Are you fluent in Spanish and English, as well as interested in becoming a trained interpreter in a healthcare setting?

A new program administered by the Children’s Foundation Research Center in affiliation with the University of Tennessee’s College of Allied Health Sciences, will be offered on Tuesday evenings from 5:30 to 8 p.m. beginning January 11 through April 12, 2005 at a hospital in the medical district.

Designed to serve as part of a national standardized model, this Health Care Interpreter Training program will help reduce cultural and linguistic barriers in healthcare institutions in order to provide better access to quality healthcare for individuals of Hispanic origin.

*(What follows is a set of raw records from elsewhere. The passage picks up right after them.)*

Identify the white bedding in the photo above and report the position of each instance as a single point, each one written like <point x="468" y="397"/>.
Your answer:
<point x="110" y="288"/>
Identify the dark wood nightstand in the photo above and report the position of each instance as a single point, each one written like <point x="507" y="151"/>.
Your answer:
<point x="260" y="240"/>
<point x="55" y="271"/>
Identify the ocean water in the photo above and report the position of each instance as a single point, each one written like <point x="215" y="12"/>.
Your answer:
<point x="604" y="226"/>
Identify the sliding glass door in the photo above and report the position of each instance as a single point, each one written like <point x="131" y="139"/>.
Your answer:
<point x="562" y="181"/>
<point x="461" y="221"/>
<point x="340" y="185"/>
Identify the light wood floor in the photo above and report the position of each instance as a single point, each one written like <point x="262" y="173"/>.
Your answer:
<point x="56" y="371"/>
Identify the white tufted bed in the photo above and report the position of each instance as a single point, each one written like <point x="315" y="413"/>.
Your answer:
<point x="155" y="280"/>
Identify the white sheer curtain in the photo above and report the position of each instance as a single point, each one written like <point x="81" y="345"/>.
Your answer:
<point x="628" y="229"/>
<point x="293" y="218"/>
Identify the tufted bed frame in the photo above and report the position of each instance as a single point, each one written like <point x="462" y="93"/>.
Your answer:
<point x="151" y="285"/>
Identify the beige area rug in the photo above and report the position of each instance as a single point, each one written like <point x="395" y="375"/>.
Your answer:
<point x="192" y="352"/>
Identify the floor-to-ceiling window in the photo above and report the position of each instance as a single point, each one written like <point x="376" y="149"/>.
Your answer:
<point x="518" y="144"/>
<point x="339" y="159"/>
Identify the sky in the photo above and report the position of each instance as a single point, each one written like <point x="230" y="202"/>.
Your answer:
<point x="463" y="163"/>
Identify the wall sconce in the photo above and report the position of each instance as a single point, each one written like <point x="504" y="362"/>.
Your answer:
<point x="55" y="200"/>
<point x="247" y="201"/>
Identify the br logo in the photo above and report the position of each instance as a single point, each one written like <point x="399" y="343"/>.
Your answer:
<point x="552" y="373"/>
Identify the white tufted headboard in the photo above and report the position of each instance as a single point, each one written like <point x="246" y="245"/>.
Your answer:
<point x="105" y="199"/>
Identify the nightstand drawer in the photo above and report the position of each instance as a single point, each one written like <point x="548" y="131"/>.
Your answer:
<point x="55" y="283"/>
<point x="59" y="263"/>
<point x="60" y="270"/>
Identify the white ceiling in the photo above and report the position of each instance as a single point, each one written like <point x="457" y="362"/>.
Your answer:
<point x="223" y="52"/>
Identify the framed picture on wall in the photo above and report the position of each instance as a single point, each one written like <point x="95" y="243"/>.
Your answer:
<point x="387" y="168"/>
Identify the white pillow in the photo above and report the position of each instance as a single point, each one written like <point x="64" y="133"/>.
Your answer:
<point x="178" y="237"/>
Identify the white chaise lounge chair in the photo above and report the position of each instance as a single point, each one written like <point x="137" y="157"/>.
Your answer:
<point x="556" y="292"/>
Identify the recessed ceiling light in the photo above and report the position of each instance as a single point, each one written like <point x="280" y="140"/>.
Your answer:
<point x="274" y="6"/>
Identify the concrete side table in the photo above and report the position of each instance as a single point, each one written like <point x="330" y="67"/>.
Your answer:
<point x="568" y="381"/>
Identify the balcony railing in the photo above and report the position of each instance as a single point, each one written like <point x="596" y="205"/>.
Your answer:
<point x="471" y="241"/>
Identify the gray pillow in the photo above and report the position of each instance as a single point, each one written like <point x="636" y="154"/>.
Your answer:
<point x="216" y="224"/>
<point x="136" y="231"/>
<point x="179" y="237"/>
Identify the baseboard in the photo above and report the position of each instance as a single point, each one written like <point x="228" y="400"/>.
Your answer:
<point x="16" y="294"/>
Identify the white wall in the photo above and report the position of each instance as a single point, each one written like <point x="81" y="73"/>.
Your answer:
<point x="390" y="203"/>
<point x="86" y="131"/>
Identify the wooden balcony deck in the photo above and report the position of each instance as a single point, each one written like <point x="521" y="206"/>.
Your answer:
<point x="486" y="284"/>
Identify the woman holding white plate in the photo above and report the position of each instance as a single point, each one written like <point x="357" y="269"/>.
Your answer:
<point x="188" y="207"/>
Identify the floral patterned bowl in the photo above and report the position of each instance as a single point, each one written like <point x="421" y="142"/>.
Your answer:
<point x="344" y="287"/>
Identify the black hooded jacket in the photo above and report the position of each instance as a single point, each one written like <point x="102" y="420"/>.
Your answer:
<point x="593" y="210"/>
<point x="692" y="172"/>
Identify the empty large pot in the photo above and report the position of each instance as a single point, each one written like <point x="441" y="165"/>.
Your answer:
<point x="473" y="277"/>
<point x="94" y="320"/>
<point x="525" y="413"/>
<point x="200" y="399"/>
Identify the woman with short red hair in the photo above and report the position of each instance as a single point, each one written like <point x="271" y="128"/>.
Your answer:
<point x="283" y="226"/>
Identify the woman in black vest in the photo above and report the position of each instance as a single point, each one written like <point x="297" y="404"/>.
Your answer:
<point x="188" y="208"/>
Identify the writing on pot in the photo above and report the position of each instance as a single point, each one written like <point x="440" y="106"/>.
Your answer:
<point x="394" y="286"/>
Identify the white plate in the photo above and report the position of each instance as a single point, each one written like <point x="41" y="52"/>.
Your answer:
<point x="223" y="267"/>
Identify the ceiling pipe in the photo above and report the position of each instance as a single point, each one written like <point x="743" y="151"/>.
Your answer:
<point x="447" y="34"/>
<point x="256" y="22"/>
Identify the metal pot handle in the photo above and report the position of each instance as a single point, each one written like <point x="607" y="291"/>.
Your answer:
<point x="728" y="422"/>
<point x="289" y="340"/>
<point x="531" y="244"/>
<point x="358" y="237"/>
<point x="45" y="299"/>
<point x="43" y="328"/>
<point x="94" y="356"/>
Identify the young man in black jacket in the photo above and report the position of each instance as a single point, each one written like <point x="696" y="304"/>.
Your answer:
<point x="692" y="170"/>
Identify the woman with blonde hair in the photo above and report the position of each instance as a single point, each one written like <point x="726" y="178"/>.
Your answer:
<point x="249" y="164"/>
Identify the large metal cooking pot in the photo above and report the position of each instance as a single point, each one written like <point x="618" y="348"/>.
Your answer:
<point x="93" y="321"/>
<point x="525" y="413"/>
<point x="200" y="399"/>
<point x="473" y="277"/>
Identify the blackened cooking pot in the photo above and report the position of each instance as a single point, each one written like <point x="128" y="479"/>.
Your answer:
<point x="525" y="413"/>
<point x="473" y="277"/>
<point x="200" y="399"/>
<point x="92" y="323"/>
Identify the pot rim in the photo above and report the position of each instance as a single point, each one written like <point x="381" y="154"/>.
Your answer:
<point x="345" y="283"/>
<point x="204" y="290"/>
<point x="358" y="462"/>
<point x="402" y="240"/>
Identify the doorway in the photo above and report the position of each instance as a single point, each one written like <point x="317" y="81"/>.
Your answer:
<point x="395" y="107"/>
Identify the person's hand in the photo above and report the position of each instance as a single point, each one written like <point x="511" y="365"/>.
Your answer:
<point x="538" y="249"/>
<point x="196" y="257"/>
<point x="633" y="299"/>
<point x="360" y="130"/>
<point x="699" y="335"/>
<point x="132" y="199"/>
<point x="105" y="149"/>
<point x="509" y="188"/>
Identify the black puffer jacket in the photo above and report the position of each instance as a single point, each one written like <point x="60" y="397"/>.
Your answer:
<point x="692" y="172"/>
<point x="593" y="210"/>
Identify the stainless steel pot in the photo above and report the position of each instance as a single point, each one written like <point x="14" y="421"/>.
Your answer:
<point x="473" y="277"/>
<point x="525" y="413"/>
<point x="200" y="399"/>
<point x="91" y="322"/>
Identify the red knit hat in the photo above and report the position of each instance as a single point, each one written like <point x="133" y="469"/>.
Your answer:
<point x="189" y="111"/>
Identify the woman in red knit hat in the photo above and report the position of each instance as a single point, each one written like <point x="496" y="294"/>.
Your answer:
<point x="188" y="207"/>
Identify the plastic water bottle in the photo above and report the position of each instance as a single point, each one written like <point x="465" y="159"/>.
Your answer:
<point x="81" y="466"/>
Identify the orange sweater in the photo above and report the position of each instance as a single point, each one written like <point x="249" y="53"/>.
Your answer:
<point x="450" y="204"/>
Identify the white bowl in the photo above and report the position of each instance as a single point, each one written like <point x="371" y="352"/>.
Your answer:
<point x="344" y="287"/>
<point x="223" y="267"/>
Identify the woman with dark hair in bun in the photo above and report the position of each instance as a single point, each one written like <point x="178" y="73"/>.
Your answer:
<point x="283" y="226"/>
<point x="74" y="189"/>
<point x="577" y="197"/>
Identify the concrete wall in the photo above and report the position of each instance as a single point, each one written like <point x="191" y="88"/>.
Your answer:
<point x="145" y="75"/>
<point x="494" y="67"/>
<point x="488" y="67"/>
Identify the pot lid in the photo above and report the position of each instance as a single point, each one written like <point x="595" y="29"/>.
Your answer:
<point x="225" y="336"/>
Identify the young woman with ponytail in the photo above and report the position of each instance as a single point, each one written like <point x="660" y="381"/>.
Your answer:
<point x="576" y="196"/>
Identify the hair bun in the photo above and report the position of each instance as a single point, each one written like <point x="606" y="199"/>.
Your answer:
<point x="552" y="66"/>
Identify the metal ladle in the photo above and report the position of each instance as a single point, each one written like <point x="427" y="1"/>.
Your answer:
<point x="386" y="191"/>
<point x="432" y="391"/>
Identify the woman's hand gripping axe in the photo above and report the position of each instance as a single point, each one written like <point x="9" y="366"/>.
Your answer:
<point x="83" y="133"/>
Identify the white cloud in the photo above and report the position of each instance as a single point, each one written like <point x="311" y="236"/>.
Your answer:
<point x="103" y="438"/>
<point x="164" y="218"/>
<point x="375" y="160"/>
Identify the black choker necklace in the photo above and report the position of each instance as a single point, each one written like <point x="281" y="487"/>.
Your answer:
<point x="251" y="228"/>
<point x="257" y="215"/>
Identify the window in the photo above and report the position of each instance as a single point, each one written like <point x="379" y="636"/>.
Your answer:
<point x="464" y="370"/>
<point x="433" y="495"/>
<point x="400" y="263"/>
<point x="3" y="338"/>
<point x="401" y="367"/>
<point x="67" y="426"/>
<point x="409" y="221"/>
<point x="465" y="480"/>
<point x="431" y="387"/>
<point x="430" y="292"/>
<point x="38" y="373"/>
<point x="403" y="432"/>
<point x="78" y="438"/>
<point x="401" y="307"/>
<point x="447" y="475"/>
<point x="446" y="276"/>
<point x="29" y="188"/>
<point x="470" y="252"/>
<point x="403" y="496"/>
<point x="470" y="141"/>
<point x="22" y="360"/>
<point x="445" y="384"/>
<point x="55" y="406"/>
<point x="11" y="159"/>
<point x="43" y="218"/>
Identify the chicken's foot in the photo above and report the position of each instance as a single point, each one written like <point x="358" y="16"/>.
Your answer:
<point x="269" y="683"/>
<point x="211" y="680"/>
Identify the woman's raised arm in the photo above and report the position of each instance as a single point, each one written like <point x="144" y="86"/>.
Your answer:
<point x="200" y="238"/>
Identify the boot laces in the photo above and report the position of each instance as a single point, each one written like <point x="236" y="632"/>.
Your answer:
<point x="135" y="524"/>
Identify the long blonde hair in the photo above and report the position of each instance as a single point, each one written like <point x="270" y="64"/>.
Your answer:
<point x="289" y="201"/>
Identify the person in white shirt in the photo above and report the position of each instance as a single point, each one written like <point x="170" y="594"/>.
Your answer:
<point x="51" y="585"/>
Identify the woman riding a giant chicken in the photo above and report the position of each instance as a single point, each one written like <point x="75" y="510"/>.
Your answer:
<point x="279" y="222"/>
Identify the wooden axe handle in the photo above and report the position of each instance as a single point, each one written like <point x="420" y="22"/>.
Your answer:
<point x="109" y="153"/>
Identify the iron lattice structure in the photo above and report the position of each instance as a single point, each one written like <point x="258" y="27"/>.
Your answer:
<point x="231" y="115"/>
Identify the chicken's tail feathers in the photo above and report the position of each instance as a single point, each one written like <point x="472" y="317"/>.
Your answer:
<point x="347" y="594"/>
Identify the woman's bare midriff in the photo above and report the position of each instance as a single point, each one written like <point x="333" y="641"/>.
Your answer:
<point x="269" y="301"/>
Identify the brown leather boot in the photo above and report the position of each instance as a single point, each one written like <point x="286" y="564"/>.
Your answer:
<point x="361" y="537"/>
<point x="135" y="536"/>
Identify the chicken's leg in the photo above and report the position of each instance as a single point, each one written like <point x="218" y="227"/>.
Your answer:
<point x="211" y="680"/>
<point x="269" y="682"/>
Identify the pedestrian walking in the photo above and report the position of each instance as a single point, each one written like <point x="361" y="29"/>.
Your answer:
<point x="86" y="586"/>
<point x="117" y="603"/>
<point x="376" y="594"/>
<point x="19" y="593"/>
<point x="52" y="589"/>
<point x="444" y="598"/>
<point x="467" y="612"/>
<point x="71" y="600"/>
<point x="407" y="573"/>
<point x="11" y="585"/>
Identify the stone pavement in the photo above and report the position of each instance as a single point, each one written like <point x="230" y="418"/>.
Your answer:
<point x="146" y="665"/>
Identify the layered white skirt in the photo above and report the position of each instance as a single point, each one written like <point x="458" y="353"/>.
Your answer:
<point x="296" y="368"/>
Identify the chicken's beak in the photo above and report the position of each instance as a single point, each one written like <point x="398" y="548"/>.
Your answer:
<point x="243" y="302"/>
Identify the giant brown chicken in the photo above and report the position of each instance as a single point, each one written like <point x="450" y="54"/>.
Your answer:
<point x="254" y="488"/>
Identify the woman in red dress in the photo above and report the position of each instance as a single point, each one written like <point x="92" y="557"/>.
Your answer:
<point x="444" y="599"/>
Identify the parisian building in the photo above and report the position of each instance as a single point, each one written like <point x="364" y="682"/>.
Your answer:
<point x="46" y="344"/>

Developed in partnership with En Memphis Hablamos Juntos at the Regional Medical Center in Memphis, this course is part of a national program being offered in ten cities across the United States. The Hablamos Juntos curriculum is designed to develop linguistically and culturally competent interpreters who can function effectively and efficiently in health care settings. The Robert Wood Johnson Foundation funded both the development and implementation of the curriculum.

According to Marian Levy, DrPH, RD, UT assistant professor and associate director for the Health Promotion and Grants Management Department of the Children’s Foundation Research Center, there is a critical need for this program. “Currently there are real barriers to properly communicating with Spanish speaking individuals in the healthcare system. There are already challenges in communicating complex health information to patients in English. When you add to that, trying to interpret the information in Spanish, combined with the cultural and linguistic differences, it’s very difficult. Also, often times, a child or other family member with a limited knowledge of medical terminology serves as the translator, and this poses an ethical dilemma.” Dr. Levy commented that Memphis currently has approximately 70,000 to 150,000 Hispanics, and the need for improved access to healthcare for this population will only increase.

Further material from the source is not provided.